To prevent this threat, I believe expanding Article 5 to include cyber attacks serves to further reinforce the security of democracy and prevent crippling attacks from taking place. A policy of tit-for-tat cyber retaliation would go a long way in shoring up NATO’s deterrence factor for the modern era. Additionally, to ensure there is a unified front against cyber threats, member-states should contribute more to NATO’s direct fund. This additional money could go directly to NATO’s Cooperative Cyber Defence Centre of Excellence to increase its ability to respond to state-sponsored and rogue cyber operations, in addition to training member-states. This, combined with the expansion of Article 5, would serve to dramatically increase NATO’s ability to deter, detect, and respond to increasing levels of cyber threats.
Finally, NATO’s main nuclear deterrence ability comes from America’s nuclear arsenal. Our country needs to prioritize the modernization of our nuclear triad for the benefit of both our and Europe’s security. First, the United States must pursue expansion of its nuclear arsenal to continue to be able to deter both Russia and China. Russia currently has more nuclear warheads than the United States and China’s arsenal grows ever-closer to having first-strike capability. The United States must be an equivalent power against both Russia and China. This expansion, coupled with the needed modernization of aging ICBMS, planned procurement of Columbia-class nuclear submarines, and current development of the B-21 stealth bomber, will contribute to a more credible deterrent. ICBMs are a valuable part of the nuclear triad, and we need to make sure that they continue to be a deterrent as they age against newer Russian and Chinese weapons.
In addition to strategic capability, the United States must develop more advanced tactical nuclear weapons. Especially in the recent invasion of Ukraine, the threat of Russian deployment of tactical nuclear weapons looms large. If America were to develop similar weapons, the US could respond to Russian deployment in a targeted and proportionate manner which would prevent further escalation. More tactical nuclear weapons should be stationed in European countries where they will send a message about our willingness to maintain response capability.

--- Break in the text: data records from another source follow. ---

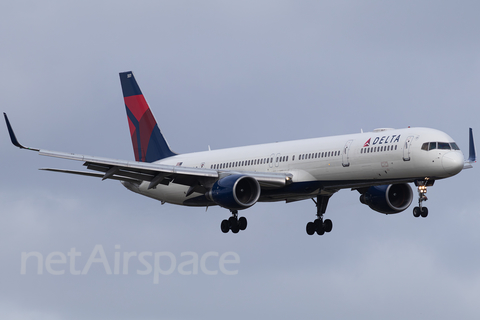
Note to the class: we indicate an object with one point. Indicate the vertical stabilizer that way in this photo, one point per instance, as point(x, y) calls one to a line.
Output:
point(149, 145)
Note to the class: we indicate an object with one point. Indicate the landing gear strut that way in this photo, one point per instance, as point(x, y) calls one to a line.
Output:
point(320, 226)
point(422, 190)
point(234, 223)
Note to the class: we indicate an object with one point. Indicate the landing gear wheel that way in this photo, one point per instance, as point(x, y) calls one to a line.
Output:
point(424, 212)
point(328, 225)
point(320, 231)
point(233, 223)
point(225, 226)
point(416, 212)
point(310, 228)
point(242, 223)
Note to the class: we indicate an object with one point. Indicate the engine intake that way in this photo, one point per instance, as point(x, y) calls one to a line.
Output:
point(388, 199)
point(235, 192)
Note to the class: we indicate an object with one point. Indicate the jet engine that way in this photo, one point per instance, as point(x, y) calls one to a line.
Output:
point(388, 199)
point(235, 192)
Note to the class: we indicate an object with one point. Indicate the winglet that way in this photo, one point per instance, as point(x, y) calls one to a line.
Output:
point(472, 157)
point(13, 137)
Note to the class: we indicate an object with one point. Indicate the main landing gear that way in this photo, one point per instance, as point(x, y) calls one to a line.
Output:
point(422, 190)
point(320, 226)
point(234, 223)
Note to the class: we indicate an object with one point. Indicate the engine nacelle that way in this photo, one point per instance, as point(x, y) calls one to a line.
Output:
point(388, 199)
point(235, 192)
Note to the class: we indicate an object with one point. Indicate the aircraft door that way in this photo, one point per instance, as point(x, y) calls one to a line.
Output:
point(345, 152)
point(406, 148)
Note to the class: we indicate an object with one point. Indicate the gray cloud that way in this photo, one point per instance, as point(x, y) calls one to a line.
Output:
point(227, 74)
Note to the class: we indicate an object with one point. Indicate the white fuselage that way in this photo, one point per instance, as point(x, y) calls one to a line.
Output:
point(384, 156)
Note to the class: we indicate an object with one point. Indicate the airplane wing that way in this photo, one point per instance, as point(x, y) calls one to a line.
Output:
point(199, 179)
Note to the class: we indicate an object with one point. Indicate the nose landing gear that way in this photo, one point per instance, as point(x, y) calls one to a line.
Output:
point(422, 190)
point(320, 226)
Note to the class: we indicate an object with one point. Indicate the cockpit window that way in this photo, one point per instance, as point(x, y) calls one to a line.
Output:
point(439, 145)
point(444, 145)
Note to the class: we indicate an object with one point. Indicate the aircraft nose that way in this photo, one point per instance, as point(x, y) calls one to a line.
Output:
point(453, 162)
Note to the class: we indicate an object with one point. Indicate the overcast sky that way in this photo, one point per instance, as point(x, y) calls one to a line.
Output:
point(226, 74)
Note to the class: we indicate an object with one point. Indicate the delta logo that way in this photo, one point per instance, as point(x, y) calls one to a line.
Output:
point(382, 140)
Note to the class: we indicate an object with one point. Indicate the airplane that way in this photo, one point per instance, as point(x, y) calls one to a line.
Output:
point(379, 165)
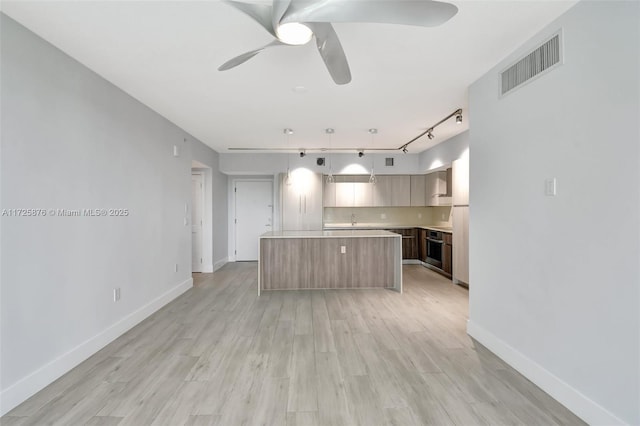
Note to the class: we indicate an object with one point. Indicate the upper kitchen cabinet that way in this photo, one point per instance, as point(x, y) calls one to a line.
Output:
point(301, 199)
point(392, 191)
point(436, 189)
point(329, 194)
point(460, 179)
point(418, 191)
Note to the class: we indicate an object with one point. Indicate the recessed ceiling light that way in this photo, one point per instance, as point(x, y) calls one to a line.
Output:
point(294, 33)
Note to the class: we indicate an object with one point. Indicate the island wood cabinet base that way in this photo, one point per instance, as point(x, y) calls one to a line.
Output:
point(330, 263)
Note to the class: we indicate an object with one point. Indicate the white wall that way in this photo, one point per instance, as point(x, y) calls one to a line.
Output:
point(216, 205)
point(71, 140)
point(556, 279)
point(444, 153)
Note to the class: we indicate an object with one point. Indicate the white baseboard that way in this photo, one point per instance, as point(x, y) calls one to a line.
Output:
point(20, 391)
point(583, 407)
point(220, 263)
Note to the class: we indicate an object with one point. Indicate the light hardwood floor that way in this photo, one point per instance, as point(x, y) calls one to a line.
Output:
point(219, 355)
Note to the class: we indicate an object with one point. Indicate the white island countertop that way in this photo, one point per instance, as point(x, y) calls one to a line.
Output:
point(352, 233)
point(336, 226)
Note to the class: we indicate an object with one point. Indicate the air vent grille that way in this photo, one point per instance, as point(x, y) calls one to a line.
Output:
point(536, 63)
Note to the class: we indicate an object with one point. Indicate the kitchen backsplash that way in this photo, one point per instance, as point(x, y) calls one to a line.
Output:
point(436, 216)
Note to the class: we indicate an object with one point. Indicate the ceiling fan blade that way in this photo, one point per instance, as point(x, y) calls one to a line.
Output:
point(331, 51)
point(279, 9)
point(261, 13)
point(425, 13)
point(241, 59)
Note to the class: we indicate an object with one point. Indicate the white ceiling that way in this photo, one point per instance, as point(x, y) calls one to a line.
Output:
point(405, 79)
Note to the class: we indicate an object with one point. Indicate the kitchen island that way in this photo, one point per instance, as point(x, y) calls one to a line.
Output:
point(343, 259)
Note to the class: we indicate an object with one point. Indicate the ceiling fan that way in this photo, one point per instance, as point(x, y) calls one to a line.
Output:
point(295, 22)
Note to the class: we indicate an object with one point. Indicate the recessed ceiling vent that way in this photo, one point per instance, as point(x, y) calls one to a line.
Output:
point(540, 61)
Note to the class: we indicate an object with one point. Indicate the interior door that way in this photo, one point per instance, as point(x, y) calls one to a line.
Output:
point(197, 206)
point(254, 216)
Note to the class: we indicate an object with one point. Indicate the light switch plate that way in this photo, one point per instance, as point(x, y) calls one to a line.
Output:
point(550, 187)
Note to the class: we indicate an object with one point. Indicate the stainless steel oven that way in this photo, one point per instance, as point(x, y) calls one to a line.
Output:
point(435, 245)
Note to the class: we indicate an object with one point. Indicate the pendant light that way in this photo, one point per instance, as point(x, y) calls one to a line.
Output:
point(287, 179)
point(330, 179)
point(372, 179)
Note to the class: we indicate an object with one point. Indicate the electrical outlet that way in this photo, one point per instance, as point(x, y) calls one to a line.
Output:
point(550, 187)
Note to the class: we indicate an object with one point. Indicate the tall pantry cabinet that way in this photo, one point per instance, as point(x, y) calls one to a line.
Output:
point(301, 202)
point(460, 202)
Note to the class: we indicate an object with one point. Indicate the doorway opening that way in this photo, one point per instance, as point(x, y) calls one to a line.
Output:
point(253, 216)
point(201, 218)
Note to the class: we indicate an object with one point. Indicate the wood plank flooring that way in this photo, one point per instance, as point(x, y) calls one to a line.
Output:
point(220, 355)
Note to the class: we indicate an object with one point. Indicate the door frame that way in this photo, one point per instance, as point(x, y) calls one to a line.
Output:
point(203, 265)
point(232, 207)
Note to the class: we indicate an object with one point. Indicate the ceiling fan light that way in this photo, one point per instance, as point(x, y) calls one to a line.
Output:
point(294, 33)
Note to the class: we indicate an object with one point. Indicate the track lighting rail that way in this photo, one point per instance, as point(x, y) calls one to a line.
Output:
point(404, 147)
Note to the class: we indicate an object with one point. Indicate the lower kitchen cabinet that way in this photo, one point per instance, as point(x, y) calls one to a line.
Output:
point(422, 244)
point(447, 253)
point(410, 243)
point(410, 246)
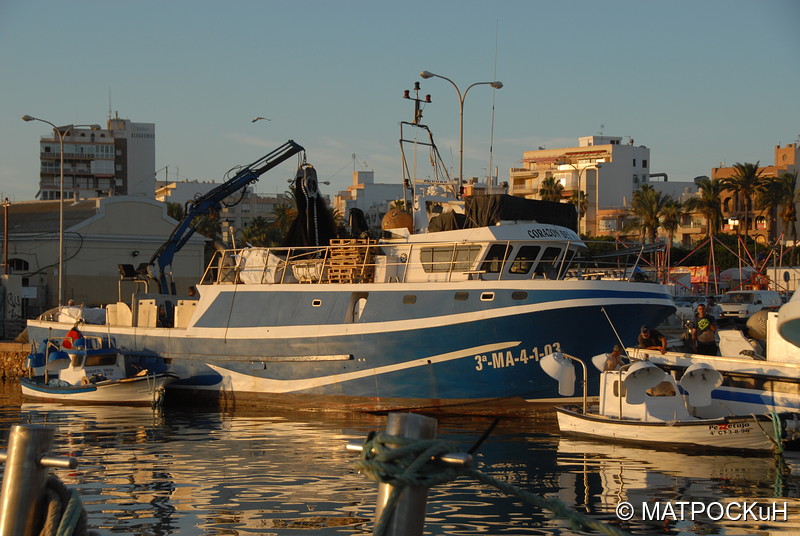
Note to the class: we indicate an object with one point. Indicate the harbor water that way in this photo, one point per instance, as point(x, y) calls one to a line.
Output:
point(183, 471)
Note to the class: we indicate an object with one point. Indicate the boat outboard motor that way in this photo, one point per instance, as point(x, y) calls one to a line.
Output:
point(314, 225)
point(698, 381)
point(640, 377)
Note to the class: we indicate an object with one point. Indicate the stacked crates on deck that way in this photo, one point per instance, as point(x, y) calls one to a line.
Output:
point(351, 261)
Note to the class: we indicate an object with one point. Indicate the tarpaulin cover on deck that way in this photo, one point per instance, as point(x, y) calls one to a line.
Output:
point(483, 210)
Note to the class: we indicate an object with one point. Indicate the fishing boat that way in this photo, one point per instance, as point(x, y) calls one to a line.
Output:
point(86, 371)
point(641, 403)
point(449, 310)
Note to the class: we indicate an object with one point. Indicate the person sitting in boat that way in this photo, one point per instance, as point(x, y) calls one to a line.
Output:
point(704, 332)
point(614, 359)
point(651, 339)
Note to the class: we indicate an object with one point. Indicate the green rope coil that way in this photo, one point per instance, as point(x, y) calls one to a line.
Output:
point(65, 515)
point(411, 462)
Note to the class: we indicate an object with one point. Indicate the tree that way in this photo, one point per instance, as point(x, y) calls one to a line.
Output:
point(708, 203)
point(744, 183)
point(647, 207)
point(551, 190)
point(581, 203)
point(782, 192)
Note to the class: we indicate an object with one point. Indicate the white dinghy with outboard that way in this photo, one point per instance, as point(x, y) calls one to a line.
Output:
point(640, 403)
point(90, 371)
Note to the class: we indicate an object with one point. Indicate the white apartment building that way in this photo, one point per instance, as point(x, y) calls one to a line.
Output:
point(605, 169)
point(370, 197)
point(119, 160)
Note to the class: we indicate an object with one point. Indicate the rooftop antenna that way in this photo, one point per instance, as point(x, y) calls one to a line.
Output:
point(494, 94)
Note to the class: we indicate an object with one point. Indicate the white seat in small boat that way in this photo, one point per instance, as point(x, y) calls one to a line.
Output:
point(652, 394)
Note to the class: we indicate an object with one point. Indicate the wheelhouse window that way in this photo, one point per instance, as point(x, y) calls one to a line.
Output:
point(524, 260)
point(457, 258)
point(495, 258)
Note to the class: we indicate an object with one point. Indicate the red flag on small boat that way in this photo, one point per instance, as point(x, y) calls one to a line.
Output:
point(72, 336)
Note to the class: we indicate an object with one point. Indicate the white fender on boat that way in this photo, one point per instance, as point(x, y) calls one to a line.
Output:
point(699, 380)
point(562, 370)
point(640, 377)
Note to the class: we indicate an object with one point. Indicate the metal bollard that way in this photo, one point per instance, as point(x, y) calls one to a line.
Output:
point(409, 515)
point(22, 495)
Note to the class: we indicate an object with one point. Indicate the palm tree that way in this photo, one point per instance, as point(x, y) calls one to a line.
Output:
point(782, 192)
point(708, 203)
point(647, 207)
point(551, 190)
point(283, 216)
point(581, 203)
point(744, 183)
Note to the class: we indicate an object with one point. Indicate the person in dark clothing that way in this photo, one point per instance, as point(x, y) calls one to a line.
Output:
point(704, 332)
point(651, 339)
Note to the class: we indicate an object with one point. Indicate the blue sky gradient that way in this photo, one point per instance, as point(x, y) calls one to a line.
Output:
point(699, 83)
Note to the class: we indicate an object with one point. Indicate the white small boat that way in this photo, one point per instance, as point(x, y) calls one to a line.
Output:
point(90, 372)
point(643, 404)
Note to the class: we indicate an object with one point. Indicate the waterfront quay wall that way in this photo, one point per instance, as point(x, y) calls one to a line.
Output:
point(12, 360)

While it is unlikely that NATO will engage in a Chamberlain-esque appeasement of Russia, the invasion of Ukraine still represents a watershed moment for the alliance. Failing to both take decisive action against Russian aggression and bolster NATO’s conventional and nuclear arsenal would follow the same vein as Chamberlain’s infamous Munich Agreement and “Peace for our time” speech. Like the courageous Ukrainians fighting Russian forces, NATO must now stand stronger than ever before for the security and future of a free Europe.